Sickles sounded sincere--and what the hell, he had a cool name--so we spoke for several hours over the next few weeks about the topic of stunting. I sent him several stunt-riding videotapes and passed along phone numbers from some of the better-known freestyle crews and riders I know. I did so hoping he'd grant these folks some well-deserved (and fair-minded) national media coverage, which, as motorcycle riders of all sorts--not just stunters--will tell you, is extremely hard to come by. I might as well have asked Barbara Walters if I could borrow her hairpiece.

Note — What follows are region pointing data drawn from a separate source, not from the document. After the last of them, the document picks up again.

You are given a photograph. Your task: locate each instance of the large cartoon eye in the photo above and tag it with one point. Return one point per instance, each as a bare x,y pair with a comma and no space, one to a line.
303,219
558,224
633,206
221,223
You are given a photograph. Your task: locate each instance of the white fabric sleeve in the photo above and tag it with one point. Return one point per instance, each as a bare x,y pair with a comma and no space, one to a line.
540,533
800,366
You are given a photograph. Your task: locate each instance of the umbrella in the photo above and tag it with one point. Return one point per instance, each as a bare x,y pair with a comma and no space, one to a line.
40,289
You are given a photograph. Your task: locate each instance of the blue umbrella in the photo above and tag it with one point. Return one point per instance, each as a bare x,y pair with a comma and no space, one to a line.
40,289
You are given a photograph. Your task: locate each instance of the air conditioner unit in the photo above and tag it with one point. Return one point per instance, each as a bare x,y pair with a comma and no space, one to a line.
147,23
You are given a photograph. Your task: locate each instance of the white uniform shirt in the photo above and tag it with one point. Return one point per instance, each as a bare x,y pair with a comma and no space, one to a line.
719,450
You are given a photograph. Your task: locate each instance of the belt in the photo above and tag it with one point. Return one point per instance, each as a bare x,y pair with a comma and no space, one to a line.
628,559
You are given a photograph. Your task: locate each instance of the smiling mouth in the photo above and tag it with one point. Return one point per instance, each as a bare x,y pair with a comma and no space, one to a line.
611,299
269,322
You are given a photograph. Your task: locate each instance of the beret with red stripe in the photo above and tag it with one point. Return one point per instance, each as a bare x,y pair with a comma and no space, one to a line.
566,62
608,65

I guess I shouldn't have been surprised when Sickles and veteran CBS reporter Bob McNamara hit the airwaves a few weeks later with a breathless, ultra sensational report that painted riding sportbikes as the most dangerous recreational activity this side of juggling hand grenades. Sickles didn't bother to interview a single professional stunt rider, show organizer or official at the Xtreme Sportbike Association (XSBA), as I'd suggested. Instead, he tracked down a crew of sportbike-mounted Cro-Magnons from Texas who, all too thrilled to show off in front of the camera, happily flipped the bird, made numerous "f**k the police" statements and rode their motorcycles like people expecting to end the evening in the emergency room. Following the timeworn dictum "If It Bleeds, It Leads," the story's focus--not surprisingly--was the bereaved mother of Kelly Howard, a 23-year-old woman who died when she crashed her recently purchased sportbike on a Dallas-area freeway.
What any of this had to do with the sport of professional freestyle that Sickles and I had spent so many hours discussing is anyone's guess. Howard was reportedly a novice rider lacking formal training, much less the skills to crank wheelies and stoppies. Still, Sickles' report cut in a few scenes from a freestyle video to create some sort of loose connection between professional stunting and Howard's death. The words "death" and "danger" were used repeatedly during the promo spots for Sickles' story, and CBS News anchor Dan Rather set up the piece with a stern-faced warning about "killer cyclists on the roads." Jeez, Dan, at least buy us a drink first...
Angry that a renowned news source would run such a hatchet job on a sport struggling for credibility, I phoned Sickles the next morning and demanded an explanation. I wanted to know how the legitimate freestyle sport you see portrayed on the pages of this magazine could, through the eyes of a veteran news team, be made to look more deadly than a mine-clearing mission to Baghdad. Sickles claimed the story covered "all the important points," saying, "I think the girl being killed and people riding stunts are one and the same. These kids watch movies like Biker Boyz and think they can do stunts, and a lot of them are getting killed."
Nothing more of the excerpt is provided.